Both the men's and women's Columbia basketball teams must take on threatening opponents in the Ivy League.

By Eli Schultz

Spectator Staff Writer

Published November 11, 2011

As the tip-off of the 2011-12 season approaches, both Columbia Lions basketball programs face stiff competition within the Ivy League. A year after both teams finished in the middle of the pack, the Light Blue will have to face a talented Harvard team that is the clear favorite in the men’s field and a Princeton women’s team that has run away with the league title the past two years.

Although the Harvard men lost a one-game playoff to Princeton after the two teams finished tied with a 12-2 Ivy record at the end of last season, this year Harvard holds many advantages. The Crimson return most of its key players from their 2010-11 roster, including senior forward Keith Wright, last year’s Ivy League Player of the Year. Harvard’s men’s basketball head coach Tommy Amaker has also done an excellent job of using his high-profile status to get star players to come to Cambridge and 2011 is no exception, as the Crimson landed two three-star recruits.

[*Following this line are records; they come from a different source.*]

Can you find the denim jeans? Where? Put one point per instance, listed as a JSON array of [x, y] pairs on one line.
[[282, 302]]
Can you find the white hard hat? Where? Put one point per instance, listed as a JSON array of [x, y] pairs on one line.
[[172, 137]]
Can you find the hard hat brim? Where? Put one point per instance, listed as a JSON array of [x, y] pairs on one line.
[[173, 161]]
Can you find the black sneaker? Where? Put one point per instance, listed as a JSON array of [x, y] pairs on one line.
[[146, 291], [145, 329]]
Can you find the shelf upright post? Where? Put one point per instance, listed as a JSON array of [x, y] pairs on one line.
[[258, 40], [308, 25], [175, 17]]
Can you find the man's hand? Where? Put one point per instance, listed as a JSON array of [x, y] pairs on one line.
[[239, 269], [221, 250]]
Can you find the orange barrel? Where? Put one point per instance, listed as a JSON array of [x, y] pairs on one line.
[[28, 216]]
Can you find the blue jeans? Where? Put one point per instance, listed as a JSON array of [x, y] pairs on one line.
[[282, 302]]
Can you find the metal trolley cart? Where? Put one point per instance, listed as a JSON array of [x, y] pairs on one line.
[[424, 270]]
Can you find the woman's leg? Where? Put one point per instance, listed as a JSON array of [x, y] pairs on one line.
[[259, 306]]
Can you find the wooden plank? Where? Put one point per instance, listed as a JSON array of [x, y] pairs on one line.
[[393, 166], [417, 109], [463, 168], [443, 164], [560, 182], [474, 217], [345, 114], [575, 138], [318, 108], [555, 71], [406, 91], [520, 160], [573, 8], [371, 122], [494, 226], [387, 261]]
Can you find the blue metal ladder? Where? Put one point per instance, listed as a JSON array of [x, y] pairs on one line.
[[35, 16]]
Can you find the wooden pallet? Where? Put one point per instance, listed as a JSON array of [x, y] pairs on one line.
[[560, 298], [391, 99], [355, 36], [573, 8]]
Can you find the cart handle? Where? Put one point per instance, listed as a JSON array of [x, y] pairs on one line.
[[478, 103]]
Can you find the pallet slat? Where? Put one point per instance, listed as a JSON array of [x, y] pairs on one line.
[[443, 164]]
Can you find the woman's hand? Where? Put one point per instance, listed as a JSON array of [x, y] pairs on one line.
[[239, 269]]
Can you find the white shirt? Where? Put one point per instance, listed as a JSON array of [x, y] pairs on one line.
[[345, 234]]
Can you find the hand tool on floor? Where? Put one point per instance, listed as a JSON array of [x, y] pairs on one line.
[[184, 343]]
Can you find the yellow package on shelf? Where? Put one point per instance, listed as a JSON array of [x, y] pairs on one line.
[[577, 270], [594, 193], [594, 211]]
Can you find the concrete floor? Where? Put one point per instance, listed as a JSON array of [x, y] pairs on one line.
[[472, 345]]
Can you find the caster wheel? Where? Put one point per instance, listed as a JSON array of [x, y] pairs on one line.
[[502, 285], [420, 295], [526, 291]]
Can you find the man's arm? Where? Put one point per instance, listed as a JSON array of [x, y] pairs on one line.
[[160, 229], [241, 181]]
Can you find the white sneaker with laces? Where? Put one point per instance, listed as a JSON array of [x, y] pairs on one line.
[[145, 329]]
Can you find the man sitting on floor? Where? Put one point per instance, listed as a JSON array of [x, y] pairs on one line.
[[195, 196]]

“They’re a good program,” Columbia men’s basketball head coach Kyle Smith said. “They’re very well coached.”

Harvard’s team has few holes, excelling in virtually every aspect of the game.

“They play very sound defensively, they rebound the ball, they take good shots, they don’t turn it over,” Smith said. “They can play fast, they can play slow. To me, that’s the sign of a good team. They play intelligently and they’re talented.”

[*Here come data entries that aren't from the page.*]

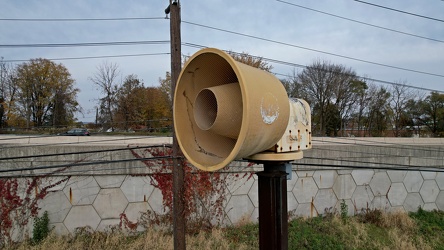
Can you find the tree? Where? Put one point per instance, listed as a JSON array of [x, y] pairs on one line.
[[432, 113], [400, 94], [8, 91], [105, 81], [45, 93], [127, 109], [378, 111], [165, 86], [245, 58], [157, 109], [323, 84]]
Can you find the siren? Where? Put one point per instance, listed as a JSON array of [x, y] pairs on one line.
[[226, 110]]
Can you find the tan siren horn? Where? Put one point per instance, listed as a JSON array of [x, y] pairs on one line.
[[226, 110]]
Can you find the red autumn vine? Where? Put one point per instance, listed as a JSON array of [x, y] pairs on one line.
[[204, 194]]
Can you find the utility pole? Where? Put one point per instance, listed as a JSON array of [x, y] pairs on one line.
[[178, 172]]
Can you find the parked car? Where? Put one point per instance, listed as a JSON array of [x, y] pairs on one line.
[[76, 132]]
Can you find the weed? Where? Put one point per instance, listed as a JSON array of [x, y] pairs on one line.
[[344, 210], [41, 228]]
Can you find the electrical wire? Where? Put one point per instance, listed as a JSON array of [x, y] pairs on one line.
[[93, 57], [193, 45], [80, 19], [363, 23], [400, 11], [87, 44], [313, 50]]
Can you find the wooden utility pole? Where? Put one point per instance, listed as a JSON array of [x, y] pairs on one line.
[[178, 171]]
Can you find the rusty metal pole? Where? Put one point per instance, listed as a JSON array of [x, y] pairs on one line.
[[273, 209], [179, 224]]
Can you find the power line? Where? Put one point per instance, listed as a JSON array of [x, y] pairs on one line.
[[80, 19], [363, 23], [88, 44], [310, 49], [401, 11], [193, 45], [92, 57]]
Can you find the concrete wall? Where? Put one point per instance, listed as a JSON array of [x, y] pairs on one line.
[[400, 178]]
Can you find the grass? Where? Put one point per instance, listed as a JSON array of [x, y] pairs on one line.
[[370, 230]]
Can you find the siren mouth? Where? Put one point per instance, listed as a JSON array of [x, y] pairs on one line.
[[219, 110]]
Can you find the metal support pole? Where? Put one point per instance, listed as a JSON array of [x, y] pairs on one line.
[[273, 210], [179, 224]]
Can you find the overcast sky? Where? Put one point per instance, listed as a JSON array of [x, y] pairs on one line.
[[289, 31]]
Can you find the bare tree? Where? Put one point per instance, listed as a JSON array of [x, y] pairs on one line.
[[400, 94], [105, 81], [324, 84]]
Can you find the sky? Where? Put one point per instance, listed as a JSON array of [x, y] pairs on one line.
[[375, 42]]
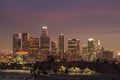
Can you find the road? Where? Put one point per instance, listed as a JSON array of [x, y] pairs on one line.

Harvard’s up-and-coming program has played an instrumental role in altering the men’s basketball power dynamic within the conference, challenging Penn and Princeton’s longtime dominance.

Smith sees opportunity in the shifting Ivy landscape.

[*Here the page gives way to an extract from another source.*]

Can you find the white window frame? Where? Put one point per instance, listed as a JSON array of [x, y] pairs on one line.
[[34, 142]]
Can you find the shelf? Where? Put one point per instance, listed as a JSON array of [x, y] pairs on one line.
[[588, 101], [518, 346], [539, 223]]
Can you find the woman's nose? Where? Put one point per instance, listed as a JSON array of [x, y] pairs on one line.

“I think a rising tide brings all ships in,” Smith said. “Everyone’s like, “Hey, you know what, we can do it.””

The Lions will certainly need to play their best to beat Harvard, especially in Cambridge, where the Crimson went undefeated last year.

While Princeton’s women’s team has a lot in common with the Harvard men, unlike the Crimson, it has always been among the league’s best teams, winning at least one championship in every decade since the program’s inception. The Tigers are currently in the midst of one of their most successful stretches, having gone 27-1 within the Ivy League in the last two years. They are especially difficult to beat at home, having gone 14-0 in the last two years.

“Princeton makes it difficult, they are a great team, but it is also due to the unusual venue,” Columbia women’s basketball head coach Paul Nixon said of the Tigers’ success at home. Princeton’s arena is dome-shaped, something that Nixon said “creates for a unique shooting background.”

Nixon spoke of the difference between playing Princeton at home and away.

“In our games in my six years against Princeton, the games have been much higher scoring at Columbia and at Princeton it’s more of a defensive struggle,” Nixon said.

He also pointed out that last year’s Tiger squad was very much capable of winning on the road.

“They’re 14-0 at home, 13-1 on the road, so it’s not like when they go away from home they’re terrible,” Nixon said.

The Princeton roster is stacked from top to bottom, and it features two of the conference’s best players in senior center Devona Allgood and senior guard Lauren Edwards. Both were first team all-Ivy last year, with Allgood selected unanimously. The Tigers will also look for a big contribution from 2009-10 Ivy League Rookie of the Year and first team all-Ivy junior forward Niveen Rasheed, who is coming off an injury-shortened 2010-11 campaign.

In addition to boasting formidable star power, the Tiger roster is also very deep.

“They don’t have any one player we can focus on,” Nixon said. “You need to guard all five players that they have on the court all the time.”

Well-balanced and extremely talented, Princeton is tough to beat. The Lions have tried a number of strategies, but nothing has proved effective.

“We tried focusing just on post game, we tried focusing on trying to shut down their perimeter scoring,” Nixon said. “Nothing has worked in the last three years.”

The Light Blue held their own early in the game when they hosted the Tigers last season before ultimately losing. Columbia will try to build on this modest start and will look to play spoiler when they travel to Princeton to face the Tigers in their Ivy opener on Jan. 15. The men will first face off against Harvard in Cambridge, Mass. on Feb. 4.